Look up on root is very trivial. While the other observation is that. If I create volume on cli and mount it. It perfectly works. But if I run the test case, the test case fails at those lines where it mounts the volume.

Comment 4 Raghavendra G 2018-08-02 17:17:20 UTC
[2018-07-31 10:41:38.308584] I [rpc-clnt.c:2087:rpc_clnt_reconfig] 0-master-client-0: changing port to 49152 (from 0)

> Got a valid port 49152 for brick. reconfiguring.

[2018-07-31 10:41:38.308606] T [socket.c:861:__socket_disconnect] 0-master-client-0: disconnecting 0x7f36f0078be0, sock=12
[2018-07-31 10:41:38.308819] T [socket.c:865:__socket_disconnect] (--> /usr/local/lib/libglusterfs.so.0(_gf_log_callingfn+0x1ee)[0x7f3703988368] (--> /usr/local/lib/glusterfs/4.2dev/rpc-transport/socket.so(+0x608e)[0x7f36f810d08e] (--> /usr/local/lib/glusterfs/4.2dev/rpc-transport/socket.so(+0xe02b)[0x7f36f811502b] (--> /usr/local/lib/libgfrpc.so.0(rpc_transport_disconnect+0x96)[0x7f370374a45b] (--> /usr/local/lib/glusterfs/4.2dev/xlator/protocol/client.so(+0x54292)[0x7f36f5e0f292] ))))) 0-master-client-0: tearing down socket connection
[2018-07-31 10:41:38.308877] T [socket.c:3002:socket_event_handler] 0-master-client-0: (sock:12) socket_event_poll_in returned 0
[2018-07-31 10:41:38.308898] T [socket.c:2960:socket_event_handler] 0-master-client-0: client (sock:12) in:1, out:0, err:16
[2018-07-31 10:41:38.308923] T [socket.c:236:socket_dump_info] 0-master-client-0: $$$ client: disconnecting from (af:2,sock:12) 23.253.56.86 non-SSL (errno:0:Success)
[2018-07-31 10:41:38.308938] D [socket.c:3021:socket_event_handler] 0-transport: EPOLLERR - disconnecting (sock:12) (non-SSL)
[2018-07-31 10:41:38.308959] D [MSGID: 0] [client.c:2242:client_rpc_notify] 0-master-client-0: got RPC_CLNT_DISCONNECT
[2018-07-31 10:41:38.308977] D [MSGID: 0] [client.c:2284:client_rpc_notify] 0-master-client-0: disconnected (skipped notify)
[2018-07-31 10:41:38.308997] T [rpc-clnt.c:404:rpc_clnt_reconnect] 0-master-client-0: attempting reconnect
[2018-07-31 10:41:38.309011] T [socket.c:3409:socket_connect] 0-master-client-0: connecting 0x7f36f0078be0, sock=-1
[2018-07-31 10:41:38.309028] T [name.c:243:af_inet_client_get_remote_sockaddr] 0-master-client-0: option remote-port missing in volume master-client-0. Defaulting to 24007

> Even after getting a valid port for remote brick, why is this defaulting to 24007 again? Something fishy. Need a deeper look. I observed similar patter for client-1 and client-2 too

[2018-07-31 10:41:38.309568] D [MSGID: 0] [common-utils.c:339:gf_resolve_ip6] 0-resolver: returning ip-23.253.56.86 (port-24007) for hostname: builderhrk500.cloud.gluster.org and port: 24007
[2018-07-31 10:41:38.312685] D [MSGID: 0] [common-utils.c:339:gf_resolve_ip6] 0-resolver: returning ip-104.130.69.104 (port-24007) for hostname: builderhrk500.cloud.gluster.org and port: 24007
[2018-07-31 10:41:38.312749] T [socket.c:961:__socket_nodelay] 0-master-client-0: NODELAY enabled for socket 14
[2018-07-31 10:41:38.312779] T [socket.c:1049:__socket_keepalive] 0-master-client-0: Keep-alive enabled for socket: 14, (idle: 20, interval: 2, max-probes: 9, timeout: 0)
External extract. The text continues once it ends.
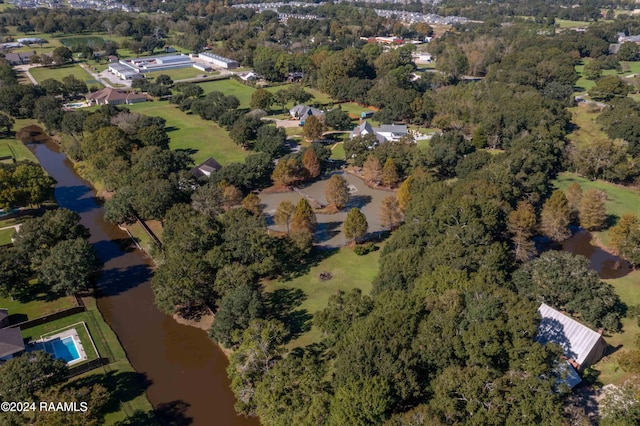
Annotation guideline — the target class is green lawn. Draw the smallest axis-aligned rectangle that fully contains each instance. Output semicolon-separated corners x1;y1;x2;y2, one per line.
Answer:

Comment 5 Nigel Babu 2018-08-13 10:09:15 UTC
This was because of a bug in ansible somewhere. The /etc/hosts file had entries for an IP that was incorrect. Rather than tracking this down, we're deprecating the old instructions in favor of new ones which will run faster in any case.